Some of the UK’s leading computer forensics experts have warned that miscarriages of justice are occurring because of a lack of clear guidance over what an expert witness should know when giving evidence to do with computers.

According to others, computer forensics as a whole is in turmoil due to a whole raft of different qualifications, which has resulted in a situation where individuals either have a number of different certificates or none at all and that the situation is not expected to improve for two years at least. 

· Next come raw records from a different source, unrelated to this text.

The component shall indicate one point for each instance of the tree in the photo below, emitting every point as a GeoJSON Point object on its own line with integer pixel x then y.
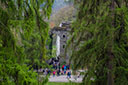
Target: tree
{"type": "Point", "coordinates": [99, 41]}
{"type": "Point", "coordinates": [18, 20]}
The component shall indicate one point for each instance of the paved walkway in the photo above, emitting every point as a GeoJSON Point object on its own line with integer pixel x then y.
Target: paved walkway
{"type": "Point", "coordinates": [63, 78]}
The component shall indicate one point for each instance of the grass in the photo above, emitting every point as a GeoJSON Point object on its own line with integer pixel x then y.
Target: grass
{"type": "Point", "coordinates": [61, 83]}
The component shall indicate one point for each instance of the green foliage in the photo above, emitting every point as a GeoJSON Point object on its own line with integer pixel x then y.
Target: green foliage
{"type": "Point", "coordinates": [23, 35]}
{"type": "Point", "coordinates": [99, 41]}
{"type": "Point", "coordinates": [66, 13]}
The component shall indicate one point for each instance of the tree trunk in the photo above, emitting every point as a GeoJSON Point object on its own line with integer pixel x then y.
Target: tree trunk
{"type": "Point", "coordinates": [110, 75]}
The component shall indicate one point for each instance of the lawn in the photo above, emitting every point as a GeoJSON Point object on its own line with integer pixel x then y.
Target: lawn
{"type": "Point", "coordinates": [61, 83]}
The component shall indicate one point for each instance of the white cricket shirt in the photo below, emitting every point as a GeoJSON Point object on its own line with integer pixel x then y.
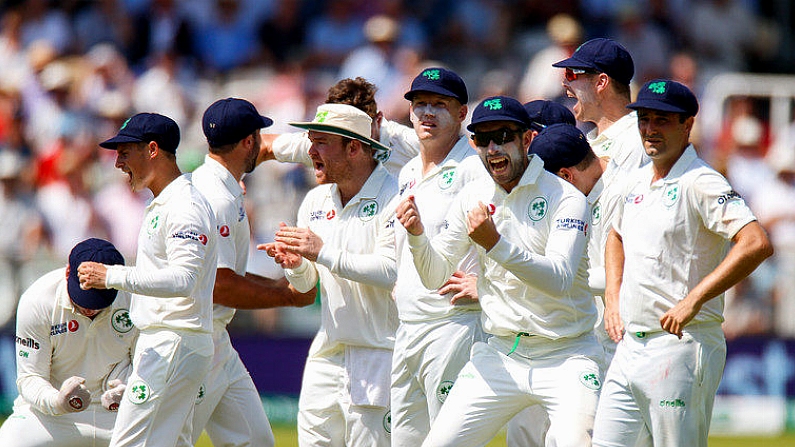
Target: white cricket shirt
{"type": "Point", "coordinates": [402, 140]}
{"type": "Point", "coordinates": [356, 265]}
{"type": "Point", "coordinates": [54, 342]}
{"type": "Point", "coordinates": [433, 194]}
{"type": "Point", "coordinates": [675, 231]}
{"type": "Point", "coordinates": [172, 283]}
{"type": "Point", "coordinates": [233, 232]}
{"type": "Point", "coordinates": [534, 279]}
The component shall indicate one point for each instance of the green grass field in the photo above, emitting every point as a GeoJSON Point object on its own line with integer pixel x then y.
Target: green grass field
{"type": "Point", "coordinates": [287, 437]}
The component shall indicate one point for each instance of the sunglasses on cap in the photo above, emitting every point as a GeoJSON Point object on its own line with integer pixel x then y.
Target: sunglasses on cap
{"type": "Point", "coordinates": [571, 74]}
{"type": "Point", "coordinates": [499, 136]}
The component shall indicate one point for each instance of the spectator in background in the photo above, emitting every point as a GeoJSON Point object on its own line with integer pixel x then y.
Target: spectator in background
{"type": "Point", "coordinates": [333, 34]}
{"type": "Point", "coordinates": [229, 39]}
{"type": "Point", "coordinates": [375, 61]}
{"type": "Point", "coordinates": [43, 21]}
{"type": "Point", "coordinates": [282, 36]}
{"type": "Point", "coordinates": [541, 80]}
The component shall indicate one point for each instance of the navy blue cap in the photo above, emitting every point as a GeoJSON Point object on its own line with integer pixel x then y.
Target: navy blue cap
{"type": "Point", "coordinates": [603, 55]}
{"type": "Point", "coordinates": [544, 113]}
{"type": "Point", "coordinates": [97, 250]}
{"type": "Point", "coordinates": [499, 108]}
{"type": "Point", "coordinates": [146, 127]}
{"type": "Point", "coordinates": [229, 120]}
{"type": "Point", "coordinates": [560, 146]}
{"type": "Point", "coordinates": [439, 80]}
{"type": "Point", "coordinates": [667, 96]}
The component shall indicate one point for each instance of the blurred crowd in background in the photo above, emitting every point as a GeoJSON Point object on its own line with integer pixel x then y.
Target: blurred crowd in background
{"type": "Point", "coordinates": [71, 71]}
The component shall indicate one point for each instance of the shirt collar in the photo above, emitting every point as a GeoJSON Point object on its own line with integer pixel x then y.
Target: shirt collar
{"type": "Point", "coordinates": [170, 189]}
{"type": "Point", "coordinates": [222, 173]}
{"type": "Point", "coordinates": [681, 165]}
{"type": "Point", "coordinates": [534, 168]}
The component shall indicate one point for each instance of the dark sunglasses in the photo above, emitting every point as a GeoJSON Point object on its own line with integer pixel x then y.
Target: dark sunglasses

“There are currently a lot of people involved in computer forensics who have no qualifications at all,” said Neil Hare-Brown, managing director of QCC, a company that carries out forensic investigations for the police.
Incompetence rife
“I would say that 5-10% of the people working in this area are incompetent and that has led to problems with investigations.
“We have been given discs by the police that have been examined by people who have said that there is no evidence on them and subsequently found considerable amounts of evidence.”
Comments endorsed by Alan Phillips, managing director of 7Safe, a company that both carries out investigations for the police and certifies examiners with a course jointly run with Glamorgan University.
“Forensics is a fairly new profession but there are some people who have been working in the area for a long time and there are people who purport to be experts in the field who do not have qualifications.”
The warning has come in the wake of the sentence handed out last month to Gene Morrison, a conman who masqueraded as a forensic scientist and gave evidence in over 700 police cases, some of them involving rape and drink driving.
Morrison, 48, of Hyde, Tameside, who was found guilty of 22 counts of perjury at Minshull Street Crown Court, and was given a five year jail sentence after it was disclosed that his claims to be a forensic scientist were bogus and that Bsc and Phd qualifications Morrison claimed to have had were bought from a university that only existed on the internet.
A situation that could quite easily occur in computer forensics, with many top experts privately expressing the view that moves to create a system similar to the expert witness program of the General Medical Council are nothing short of a ‘shambles’.
Dire need for professional body
“This is an issue,” said Dr Andrew Blyth, Principal Lecturer at Glamorgan University Information Security and Computer Crime course and a frequent expert witness.
“What we need is a professional body that registers people and checks their accreditation. “We need to have some system in place that lets us differentiate between people who are trying to deceive people and people who are experts in this field and might not have a relevant qualification.”
One of the UK’s top computer scientists, who declined to be named, described the situation as untenable.
“Every form of crime that goes before a court has a computer involved in it in some way whether it’s a computer or increasingly, a smart phone so it is imperative that we find a way to sort this out.
“We need to arrive at a body of data that experts need to know, we need a body of practice that shows what work experts have done in the past, a set of formal qualifications that people should have and the co-operation of the courts to recognise all of that.”
A view supported by Dr Andrew Jones, head of BT’s Security Technology Research Group.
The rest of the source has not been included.